Он потрясает большим пальцем, верхняя часть которого достаточна, чтобы за ним спряталась морская черепаха.
— Это вот такой парень! Он не дурак! Дай ему возможность хоть чуть-чуть заняться следствием и ты увидишь!
Я возмущенно ору:
— Валите оба отсюда, пьянчуги, иначе я вас упрячу в тюрьму как самых отъявленных бродяг, какими вы в действительности и являетесь!
Его Величество понимает, что я не расположен терпеть его выходки. С чувством собственного достоинства он берет под руку унтер-офицера.
— Идем, Пополь, не будем путать божий дар с яичницей!
— Все они бездари и иже с ними, — убежденно подтверждает Морбле.
Уф! Бывают моменты, когда Толстый успокаивает нервы, но бывают и моменты, когда он их напрягает до предела!
Когда компания “Объединенные свиньи” (официально более известная как “Свиные ножки”) ушла, я прошу показать мне труп. Меня ведут через дверь в глубине гаража на первый этаж. Труп покоится на брезенте в малой гостиной. Врач без пиджака сидит перед столиком в стиле Людовика XV. Он лихорадочно что-то пишет.
Я представляюсь, и он поднимает свою маленькую головку в виде чайника без крышки. Его нос напоминает загнутый краник, уши — ручки корзины, череп сверху совершенно плоский.
— Каковы ваши первые впечатления, доктор?
Он страдает небольшим тиком: временами его правый глаз подскакивает до середины черепа.
— Этот человек, — заявляет он голосом озябшего евнуха, — получил удар в лицо. Удар был сильным, однако недостаточным, чтобы вызвать смерть или даже перелом. Он вызвал лишь нокаут. Жертва упала. Лицо упавшего оказалось примерно в полутора метрах от выхлопной трубы. У него не хватило сил подняться, и он умер.
Я склоняюсь над беднягой Ляндоффе. У него на лбу над левой бровью проступает ужасное синеватое пятно величиной с блюдце.
— Каким орудием была нанесена эта рана, доктор? — спрашиваю я.

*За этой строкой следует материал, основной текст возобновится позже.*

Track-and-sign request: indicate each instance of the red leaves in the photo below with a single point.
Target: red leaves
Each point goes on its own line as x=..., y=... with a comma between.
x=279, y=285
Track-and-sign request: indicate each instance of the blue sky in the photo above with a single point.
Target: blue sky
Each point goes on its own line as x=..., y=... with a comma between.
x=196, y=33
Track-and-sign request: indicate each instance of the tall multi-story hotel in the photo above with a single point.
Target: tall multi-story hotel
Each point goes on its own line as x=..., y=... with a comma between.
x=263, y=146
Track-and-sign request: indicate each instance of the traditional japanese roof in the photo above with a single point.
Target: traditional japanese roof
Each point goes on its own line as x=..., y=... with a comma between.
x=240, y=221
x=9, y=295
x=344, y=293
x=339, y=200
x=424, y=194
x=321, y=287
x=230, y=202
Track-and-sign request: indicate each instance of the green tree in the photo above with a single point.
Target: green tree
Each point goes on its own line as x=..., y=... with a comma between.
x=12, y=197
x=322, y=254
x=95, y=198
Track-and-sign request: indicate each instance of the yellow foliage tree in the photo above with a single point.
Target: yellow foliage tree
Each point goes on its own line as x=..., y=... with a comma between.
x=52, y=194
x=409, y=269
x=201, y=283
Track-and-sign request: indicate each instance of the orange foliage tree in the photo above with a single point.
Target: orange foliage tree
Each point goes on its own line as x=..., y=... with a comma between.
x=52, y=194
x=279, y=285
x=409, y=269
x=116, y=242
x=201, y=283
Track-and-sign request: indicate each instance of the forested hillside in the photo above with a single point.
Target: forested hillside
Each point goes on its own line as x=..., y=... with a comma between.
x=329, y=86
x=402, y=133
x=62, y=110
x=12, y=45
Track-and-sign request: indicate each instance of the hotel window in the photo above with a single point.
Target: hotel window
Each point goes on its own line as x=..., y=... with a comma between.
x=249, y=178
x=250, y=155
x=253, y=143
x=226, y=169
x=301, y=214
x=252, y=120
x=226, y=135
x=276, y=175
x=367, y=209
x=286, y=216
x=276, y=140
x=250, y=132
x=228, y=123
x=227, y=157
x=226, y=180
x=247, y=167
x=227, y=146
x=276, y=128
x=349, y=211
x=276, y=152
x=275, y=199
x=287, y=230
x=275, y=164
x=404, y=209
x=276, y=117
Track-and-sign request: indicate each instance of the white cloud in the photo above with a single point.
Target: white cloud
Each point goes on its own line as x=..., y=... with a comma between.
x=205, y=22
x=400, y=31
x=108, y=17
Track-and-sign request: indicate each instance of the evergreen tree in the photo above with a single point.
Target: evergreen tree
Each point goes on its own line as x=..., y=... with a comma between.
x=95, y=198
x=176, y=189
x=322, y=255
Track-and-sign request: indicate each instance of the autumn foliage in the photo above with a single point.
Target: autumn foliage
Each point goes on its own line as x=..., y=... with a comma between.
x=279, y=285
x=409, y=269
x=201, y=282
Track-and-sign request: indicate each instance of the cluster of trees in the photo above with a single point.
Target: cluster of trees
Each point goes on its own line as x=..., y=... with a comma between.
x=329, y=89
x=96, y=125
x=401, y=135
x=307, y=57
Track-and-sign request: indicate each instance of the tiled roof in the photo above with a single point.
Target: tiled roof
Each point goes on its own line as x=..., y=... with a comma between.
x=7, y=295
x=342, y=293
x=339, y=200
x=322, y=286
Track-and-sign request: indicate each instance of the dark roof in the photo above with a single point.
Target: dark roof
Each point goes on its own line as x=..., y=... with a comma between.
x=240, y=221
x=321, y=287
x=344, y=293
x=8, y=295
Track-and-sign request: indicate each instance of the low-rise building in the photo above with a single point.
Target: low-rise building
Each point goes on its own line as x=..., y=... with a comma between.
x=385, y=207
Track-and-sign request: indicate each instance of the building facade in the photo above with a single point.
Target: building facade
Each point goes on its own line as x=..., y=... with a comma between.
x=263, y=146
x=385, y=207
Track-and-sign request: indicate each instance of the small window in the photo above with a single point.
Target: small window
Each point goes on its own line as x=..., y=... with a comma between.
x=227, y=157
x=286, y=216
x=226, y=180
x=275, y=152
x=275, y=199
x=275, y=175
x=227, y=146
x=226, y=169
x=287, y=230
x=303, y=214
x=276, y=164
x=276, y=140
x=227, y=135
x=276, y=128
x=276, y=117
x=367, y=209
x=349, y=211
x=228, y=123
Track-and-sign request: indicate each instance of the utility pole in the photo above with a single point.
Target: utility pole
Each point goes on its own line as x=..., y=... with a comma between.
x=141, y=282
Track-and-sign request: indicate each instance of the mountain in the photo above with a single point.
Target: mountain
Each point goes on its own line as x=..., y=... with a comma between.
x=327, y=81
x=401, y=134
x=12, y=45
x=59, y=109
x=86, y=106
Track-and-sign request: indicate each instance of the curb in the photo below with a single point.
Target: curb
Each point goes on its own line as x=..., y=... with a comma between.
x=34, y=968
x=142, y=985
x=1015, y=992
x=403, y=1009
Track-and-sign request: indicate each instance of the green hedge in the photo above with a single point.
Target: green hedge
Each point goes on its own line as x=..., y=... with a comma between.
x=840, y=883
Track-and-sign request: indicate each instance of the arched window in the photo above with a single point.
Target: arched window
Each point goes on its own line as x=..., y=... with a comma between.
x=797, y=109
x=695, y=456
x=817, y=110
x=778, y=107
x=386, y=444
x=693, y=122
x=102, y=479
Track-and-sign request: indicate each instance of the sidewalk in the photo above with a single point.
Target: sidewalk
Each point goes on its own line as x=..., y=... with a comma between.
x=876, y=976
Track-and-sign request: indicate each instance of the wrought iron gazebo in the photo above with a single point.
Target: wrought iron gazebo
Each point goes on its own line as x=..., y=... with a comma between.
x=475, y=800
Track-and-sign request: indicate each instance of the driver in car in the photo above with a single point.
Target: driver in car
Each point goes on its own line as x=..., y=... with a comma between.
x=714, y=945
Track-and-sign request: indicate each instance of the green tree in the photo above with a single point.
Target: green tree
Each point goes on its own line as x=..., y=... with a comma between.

— Кирпичом, — отвечает эскулап и подает мне лупу. — Посмотрите, четко видны частички жженой глины по всей поверхности травмы. Кирпич оказался первым, что подвернулось под руку.
— В котором часу, по-вашему, наступила смерть?
Он чешет свой нос:
— Полагаю, между двенадцатью и часом ночи.
— Спасибо, доктор. Составьте подробное заключение. В верхах зашевелились, и нам понадобятся серьезные материалы, чтобы произвести впечатление на этих господ.
Я обращаюсь к моей когорте инспекторов:
— А теперь мы перейдем к интимной жизни покойного. Что она собой представляла?
Хитрец Мартине берет на себя инициативу:
— Господин Ляндоффе был вдовец. Он жил здесь с дочерью и зятем, который работает начальником упаковочного цеха на мельнице. У дочери есть ребенок, ему год и четыре месяца. Кроме того, у них прислуга. Вот и все!
Нельзя быть более кратким. Я его благодарю кивком головы и иду знакомиться с семьей покойника. Его дочь красива. Это рыжеватая блондинка с кокетливыми веснушками, темными глазами и формами, находящимися там, где им и положено быть. Она в прострации.
— Я умоляла папу снять свою кандидатуру, — всхлипывая, говорит она. Когда началась эта серия убийств, у меня появилось мрачное предчувствие.
Она вновь разражается рыданиями.
Я собираю в большой узел всю присущую мне тактичность и, подбирая такие голосовые модуляции, от которых потерял бы сознание разводной ключ, вкрадчиво говорю:
— Вы присутствовали вчера на предвыборном собрании?